Cool your jets! A new study published in The European Heart Journal Acute Cardiovascular Care suggests that having an episode of intense anger was associated with an 8.5 times greater risk of having a heart attack during the following 2 hours.
The study looked at 313 people who were being treated in a hospital for a heart attack. The men and women were asked to fill out a questionnaire about the level of anger they experienced in the last 48 hours based on a number scale from 1-7.
Level 1 was being “calm” and level 7 was “enraged, out of control, throwing objects and hurting yourself or others”. For study purposes, the threshold of acute anger was defined by level 5 – “very angry, body tense, maybe fists clenched, ready to burst”.

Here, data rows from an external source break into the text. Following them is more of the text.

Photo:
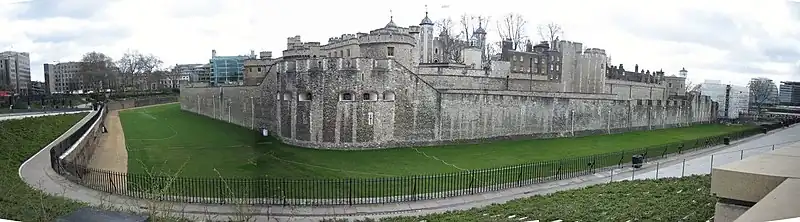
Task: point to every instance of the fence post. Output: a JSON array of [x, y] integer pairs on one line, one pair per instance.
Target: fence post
[[712, 163], [658, 165], [350, 193], [683, 167], [415, 192]]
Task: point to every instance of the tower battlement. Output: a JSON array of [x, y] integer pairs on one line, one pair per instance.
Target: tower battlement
[[335, 64]]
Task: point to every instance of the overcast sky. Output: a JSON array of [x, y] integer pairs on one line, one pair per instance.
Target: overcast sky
[[726, 40]]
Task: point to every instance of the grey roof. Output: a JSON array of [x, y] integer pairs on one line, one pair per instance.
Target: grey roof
[[426, 20], [479, 31]]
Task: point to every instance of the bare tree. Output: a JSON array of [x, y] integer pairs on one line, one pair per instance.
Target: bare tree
[[513, 27], [451, 41], [134, 68], [95, 68], [760, 94], [550, 32]]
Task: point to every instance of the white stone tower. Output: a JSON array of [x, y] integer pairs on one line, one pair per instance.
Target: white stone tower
[[480, 37], [426, 40]]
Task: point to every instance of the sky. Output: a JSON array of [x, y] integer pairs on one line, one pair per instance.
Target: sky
[[726, 40]]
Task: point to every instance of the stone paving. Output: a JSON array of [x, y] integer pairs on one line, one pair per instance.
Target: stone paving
[[37, 173]]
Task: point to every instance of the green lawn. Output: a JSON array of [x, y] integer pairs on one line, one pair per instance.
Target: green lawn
[[672, 199], [166, 139]]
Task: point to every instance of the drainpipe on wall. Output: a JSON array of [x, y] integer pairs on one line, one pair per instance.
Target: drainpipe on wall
[[608, 122], [572, 119], [252, 113]]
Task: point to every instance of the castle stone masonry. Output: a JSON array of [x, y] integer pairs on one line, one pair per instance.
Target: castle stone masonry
[[398, 86]]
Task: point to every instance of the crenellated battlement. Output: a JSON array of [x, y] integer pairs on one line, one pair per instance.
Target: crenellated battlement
[[386, 38], [335, 64]]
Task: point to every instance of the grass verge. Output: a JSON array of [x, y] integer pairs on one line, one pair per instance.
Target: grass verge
[[166, 138], [670, 199]]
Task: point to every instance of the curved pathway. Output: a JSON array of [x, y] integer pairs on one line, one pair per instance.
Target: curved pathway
[[37, 173]]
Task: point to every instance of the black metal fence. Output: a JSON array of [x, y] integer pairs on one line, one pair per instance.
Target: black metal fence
[[372, 190]]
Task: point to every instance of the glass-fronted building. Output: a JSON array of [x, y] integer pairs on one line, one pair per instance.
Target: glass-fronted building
[[227, 70]]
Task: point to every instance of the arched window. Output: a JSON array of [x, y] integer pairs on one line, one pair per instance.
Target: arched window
[[346, 96], [369, 96], [388, 96], [304, 97]]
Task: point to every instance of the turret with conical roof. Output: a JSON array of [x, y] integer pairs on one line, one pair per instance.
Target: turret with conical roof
[[425, 41]]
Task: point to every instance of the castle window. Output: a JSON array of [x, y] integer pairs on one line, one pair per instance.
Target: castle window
[[388, 96], [304, 97], [370, 97], [346, 97], [390, 51]]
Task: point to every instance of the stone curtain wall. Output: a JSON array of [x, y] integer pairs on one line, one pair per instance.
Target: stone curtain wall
[[236, 105], [475, 116], [420, 114]]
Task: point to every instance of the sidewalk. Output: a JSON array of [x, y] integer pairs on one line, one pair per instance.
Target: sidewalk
[[36, 172]]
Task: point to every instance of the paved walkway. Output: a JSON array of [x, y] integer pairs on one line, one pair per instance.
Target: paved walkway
[[37, 173]]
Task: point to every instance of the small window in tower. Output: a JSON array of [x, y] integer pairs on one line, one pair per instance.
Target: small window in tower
[[388, 96], [370, 97], [346, 97], [304, 97]]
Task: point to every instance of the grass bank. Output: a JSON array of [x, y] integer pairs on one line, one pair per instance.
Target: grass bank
[[671, 199], [164, 138]]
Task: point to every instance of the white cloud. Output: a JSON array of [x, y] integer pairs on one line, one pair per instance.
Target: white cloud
[[714, 39]]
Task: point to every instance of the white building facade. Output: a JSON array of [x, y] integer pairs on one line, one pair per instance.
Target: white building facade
[[733, 100]]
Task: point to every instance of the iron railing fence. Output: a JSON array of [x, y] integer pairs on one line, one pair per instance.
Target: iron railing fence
[[353, 191]]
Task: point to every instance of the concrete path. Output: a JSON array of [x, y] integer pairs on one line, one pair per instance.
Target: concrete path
[[37, 114], [110, 153], [37, 173]]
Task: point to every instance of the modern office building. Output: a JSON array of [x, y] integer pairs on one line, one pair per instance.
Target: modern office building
[[733, 100], [228, 70], [15, 71], [255, 69], [63, 77], [38, 88], [769, 96], [789, 93]]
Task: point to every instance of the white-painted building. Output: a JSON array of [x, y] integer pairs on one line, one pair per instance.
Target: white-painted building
[[733, 100]]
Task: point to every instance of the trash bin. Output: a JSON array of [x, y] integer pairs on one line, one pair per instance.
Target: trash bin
[[637, 160]]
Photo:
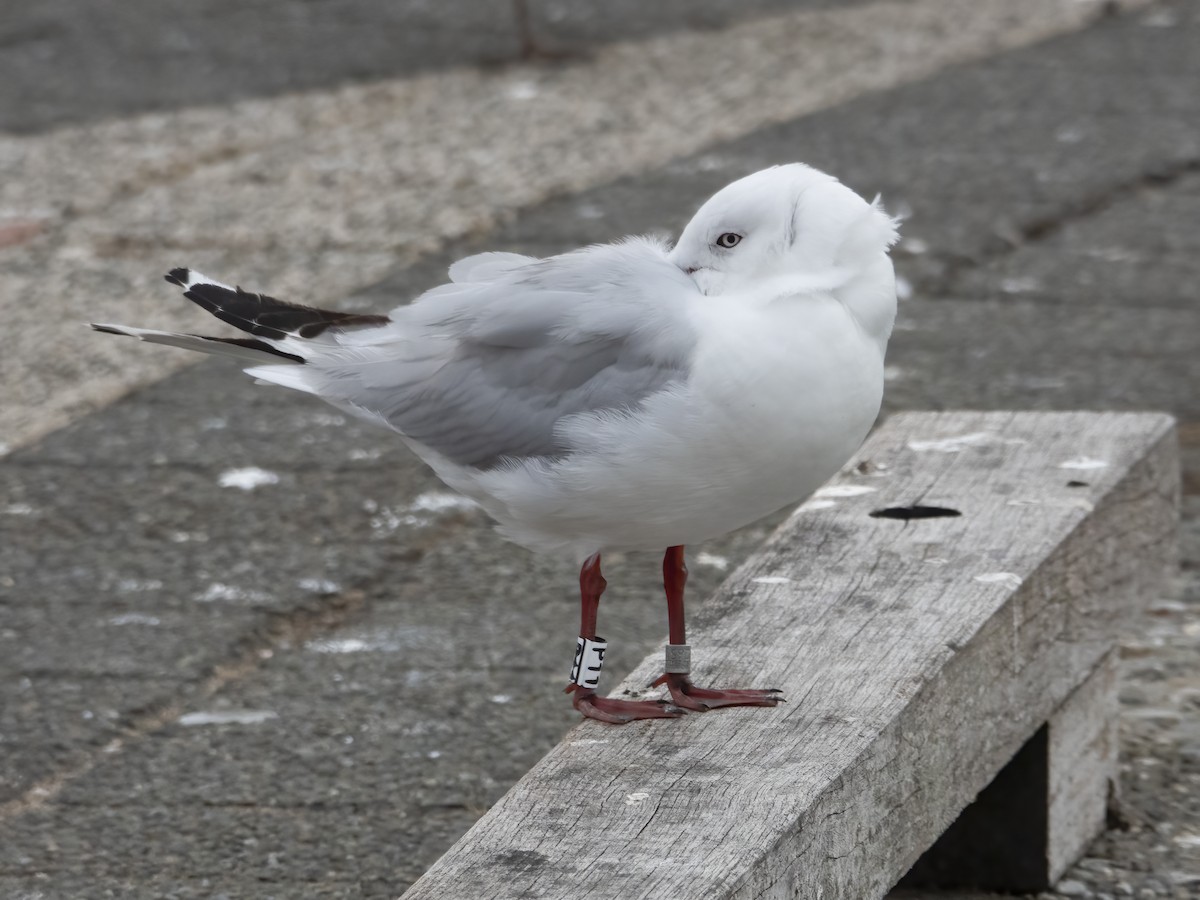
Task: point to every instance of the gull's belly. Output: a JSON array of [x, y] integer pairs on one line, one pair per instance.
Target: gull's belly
[[772, 408], [761, 425], [783, 419]]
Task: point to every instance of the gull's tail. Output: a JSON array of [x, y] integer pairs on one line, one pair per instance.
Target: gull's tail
[[281, 331]]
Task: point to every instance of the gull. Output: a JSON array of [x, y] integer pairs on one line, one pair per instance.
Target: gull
[[623, 396]]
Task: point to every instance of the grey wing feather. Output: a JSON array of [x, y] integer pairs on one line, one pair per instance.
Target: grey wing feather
[[483, 372]]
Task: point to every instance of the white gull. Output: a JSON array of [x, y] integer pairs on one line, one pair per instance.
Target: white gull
[[623, 396]]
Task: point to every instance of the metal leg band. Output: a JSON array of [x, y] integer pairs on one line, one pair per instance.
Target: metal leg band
[[588, 661], [678, 659]]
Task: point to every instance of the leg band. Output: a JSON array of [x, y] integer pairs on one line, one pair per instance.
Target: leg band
[[678, 659], [588, 661]]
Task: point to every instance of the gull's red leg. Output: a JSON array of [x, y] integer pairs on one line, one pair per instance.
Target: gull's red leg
[[683, 691], [615, 712]]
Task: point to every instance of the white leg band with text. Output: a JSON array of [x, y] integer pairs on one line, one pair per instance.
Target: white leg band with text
[[588, 661], [678, 659]]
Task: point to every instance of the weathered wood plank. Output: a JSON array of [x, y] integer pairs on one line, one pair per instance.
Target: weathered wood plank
[[917, 658]]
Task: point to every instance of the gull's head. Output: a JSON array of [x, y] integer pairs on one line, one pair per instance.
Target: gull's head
[[779, 223]]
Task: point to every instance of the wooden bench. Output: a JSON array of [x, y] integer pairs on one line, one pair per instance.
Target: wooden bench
[[942, 617]]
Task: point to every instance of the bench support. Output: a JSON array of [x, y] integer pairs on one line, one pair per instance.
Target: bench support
[[1043, 809]]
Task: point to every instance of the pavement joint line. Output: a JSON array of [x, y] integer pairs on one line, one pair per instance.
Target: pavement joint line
[[424, 160], [1043, 227], [294, 628], [281, 629]]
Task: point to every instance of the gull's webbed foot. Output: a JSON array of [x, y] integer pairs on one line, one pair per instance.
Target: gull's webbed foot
[[689, 696], [619, 712]]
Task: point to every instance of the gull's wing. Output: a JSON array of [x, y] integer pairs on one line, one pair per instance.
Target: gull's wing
[[484, 370]]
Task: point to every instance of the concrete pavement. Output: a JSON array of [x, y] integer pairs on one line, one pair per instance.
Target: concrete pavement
[[311, 688]]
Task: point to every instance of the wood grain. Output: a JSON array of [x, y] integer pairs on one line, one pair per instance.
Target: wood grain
[[917, 657]]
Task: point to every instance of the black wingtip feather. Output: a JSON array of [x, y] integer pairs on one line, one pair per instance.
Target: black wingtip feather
[[264, 316]]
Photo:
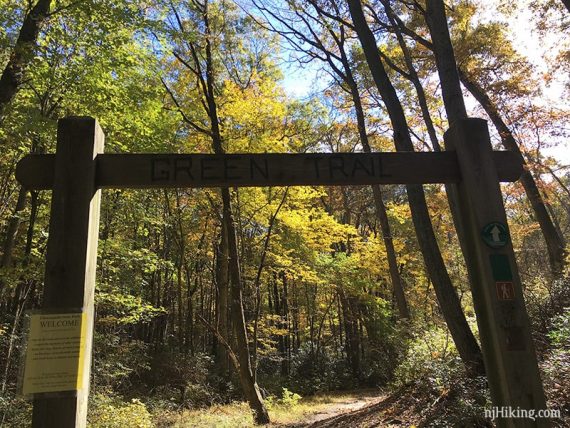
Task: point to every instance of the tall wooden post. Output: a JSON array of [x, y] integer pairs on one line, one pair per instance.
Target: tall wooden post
[[504, 326], [72, 255]]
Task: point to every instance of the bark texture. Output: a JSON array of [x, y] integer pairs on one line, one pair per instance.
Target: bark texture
[[13, 74], [555, 242], [450, 306]]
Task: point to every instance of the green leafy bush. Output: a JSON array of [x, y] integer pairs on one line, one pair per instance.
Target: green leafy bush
[[109, 412]]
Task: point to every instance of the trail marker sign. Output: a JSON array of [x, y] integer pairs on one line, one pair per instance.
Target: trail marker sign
[[495, 234], [79, 169]]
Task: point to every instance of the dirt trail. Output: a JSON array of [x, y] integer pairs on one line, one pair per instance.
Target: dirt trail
[[343, 408]]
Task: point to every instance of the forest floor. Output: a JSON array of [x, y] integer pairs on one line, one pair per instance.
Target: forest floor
[[365, 408]]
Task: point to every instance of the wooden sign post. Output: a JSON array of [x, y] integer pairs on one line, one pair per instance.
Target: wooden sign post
[[79, 169], [72, 256], [504, 327]]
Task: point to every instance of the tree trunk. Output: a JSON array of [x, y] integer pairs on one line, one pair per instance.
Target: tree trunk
[[222, 294], [352, 343], [445, 61], [22, 53], [380, 208], [555, 243], [447, 297], [250, 388]]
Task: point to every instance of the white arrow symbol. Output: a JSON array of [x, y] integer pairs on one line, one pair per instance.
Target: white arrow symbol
[[495, 232]]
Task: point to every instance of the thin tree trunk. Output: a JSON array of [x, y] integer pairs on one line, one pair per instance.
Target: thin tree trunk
[[22, 53], [251, 390], [381, 214], [445, 61], [449, 302]]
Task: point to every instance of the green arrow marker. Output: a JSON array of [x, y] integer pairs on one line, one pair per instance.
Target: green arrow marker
[[495, 235]]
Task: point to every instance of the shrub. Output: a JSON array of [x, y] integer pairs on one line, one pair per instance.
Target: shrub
[[111, 412]]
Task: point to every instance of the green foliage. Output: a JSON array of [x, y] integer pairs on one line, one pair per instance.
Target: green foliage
[[124, 309], [111, 412], [431, 356]]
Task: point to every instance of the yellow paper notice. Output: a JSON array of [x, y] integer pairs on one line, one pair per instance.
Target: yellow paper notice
[[55, 354]]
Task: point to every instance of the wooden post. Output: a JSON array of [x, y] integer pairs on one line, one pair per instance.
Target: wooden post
[[504, 327], [72, 255]]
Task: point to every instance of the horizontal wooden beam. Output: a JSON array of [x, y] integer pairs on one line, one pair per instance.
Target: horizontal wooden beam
[[36, 172]]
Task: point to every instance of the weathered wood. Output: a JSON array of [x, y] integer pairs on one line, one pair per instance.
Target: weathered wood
[[206, 170], [72, 254], [504, 326]]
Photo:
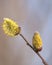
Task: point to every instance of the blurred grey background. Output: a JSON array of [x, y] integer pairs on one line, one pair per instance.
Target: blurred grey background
[[31, 15]]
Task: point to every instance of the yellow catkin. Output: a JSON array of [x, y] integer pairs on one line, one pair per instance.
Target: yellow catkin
[[37, 41], [10, 27]]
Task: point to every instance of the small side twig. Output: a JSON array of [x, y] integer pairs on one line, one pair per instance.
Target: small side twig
[[44, 62]]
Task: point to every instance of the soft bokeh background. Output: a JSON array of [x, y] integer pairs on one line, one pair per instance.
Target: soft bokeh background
[[31, 15]]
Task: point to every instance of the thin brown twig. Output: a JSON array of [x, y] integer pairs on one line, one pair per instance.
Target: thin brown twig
[[44, 62]]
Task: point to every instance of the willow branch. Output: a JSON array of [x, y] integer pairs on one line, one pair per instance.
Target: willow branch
[[43, 61]]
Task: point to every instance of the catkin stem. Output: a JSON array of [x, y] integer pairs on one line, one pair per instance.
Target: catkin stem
[[43, 61]]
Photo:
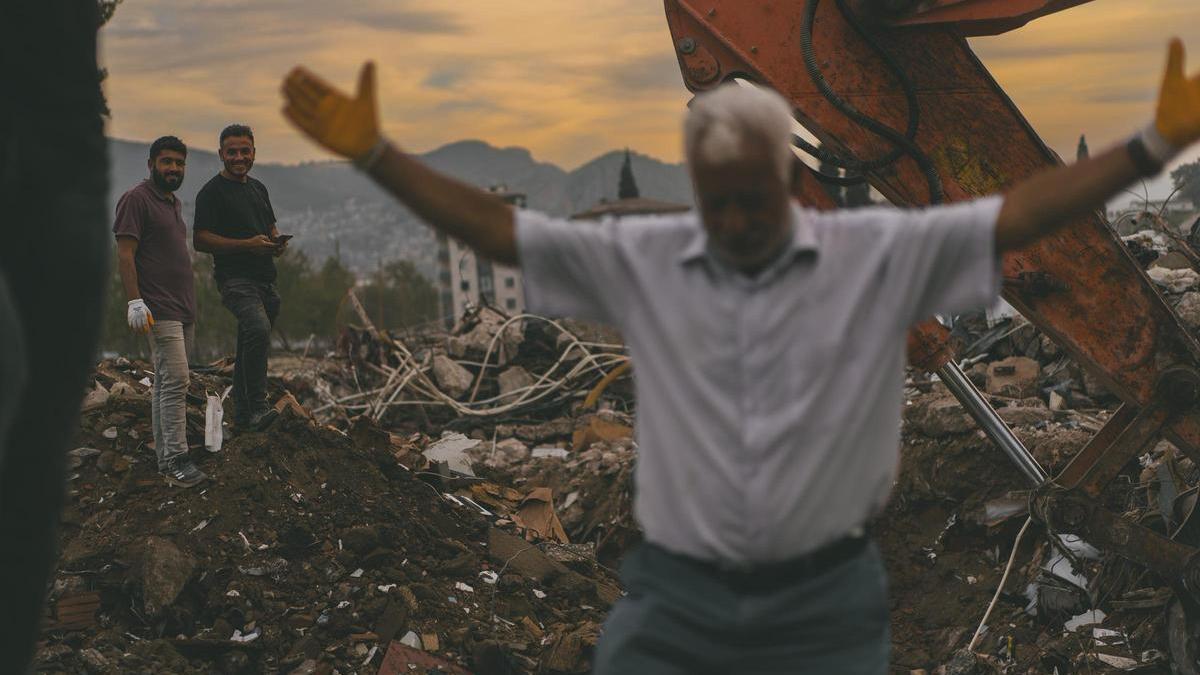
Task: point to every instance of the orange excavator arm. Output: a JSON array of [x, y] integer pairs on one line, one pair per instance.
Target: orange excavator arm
[[895, 96]]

An anger level greater than 5 was reported among seven of the people in the study in the two hours prior to their heart attack, and up to four hours prior for one person. An anger level of 4 was reported among two people within the the two hours before heart attack symptoms, and among four hours before for three people. According to the researchers, the results come to a 8.5-fold increase in relative risk of a heart attack in the two hours following severe anger. People who reported high levels of anxiety, also had a higher risk.
Exactly how anger could trigger a heart attack still remains unknown, but the researchers speculate that the stress may stimulate activity in the heart like increased heart rate and blood pressure, blood vessel constriction, a plaque rupture, and clotting which could eventually lead to a heart attack.
In commenting on the everyday relevance of the results, Dr Thomas Buckley, a senior lecturer and researcher from the University of Sydney and Royal North Shore Hospital, Sydney, said: “While the absolute risk of any one anger episode triggering a heart attack is low, our data demonstrates that the danger is real and still there.”
He explained that the increased risk of MI following intense anger or anxiety is “most likely the result of increased heart rate and blood pressure, tightening of blood vessels and increased clotting, all associated with triggering of heart attacks”.
Dr Buckley advised that propensity to anger or anxiety should be assessed when managing an individual with heart disease or preventing heart disease in others. “It should be part of helping individuals to take care of themselves,” he said. “Potential preventive approaches may be stress reduction training to limit the responses of anger and anxiety, or avoiding activities that usually prompt such intense reactions. And for those at very high risk, one could potentially consider protective medication therapy at the time of or just prior to an episode, a strategy we have shown to be feasible in other studies. Minimising other risk factors, such as hypertension or smoking, would also lower risk”.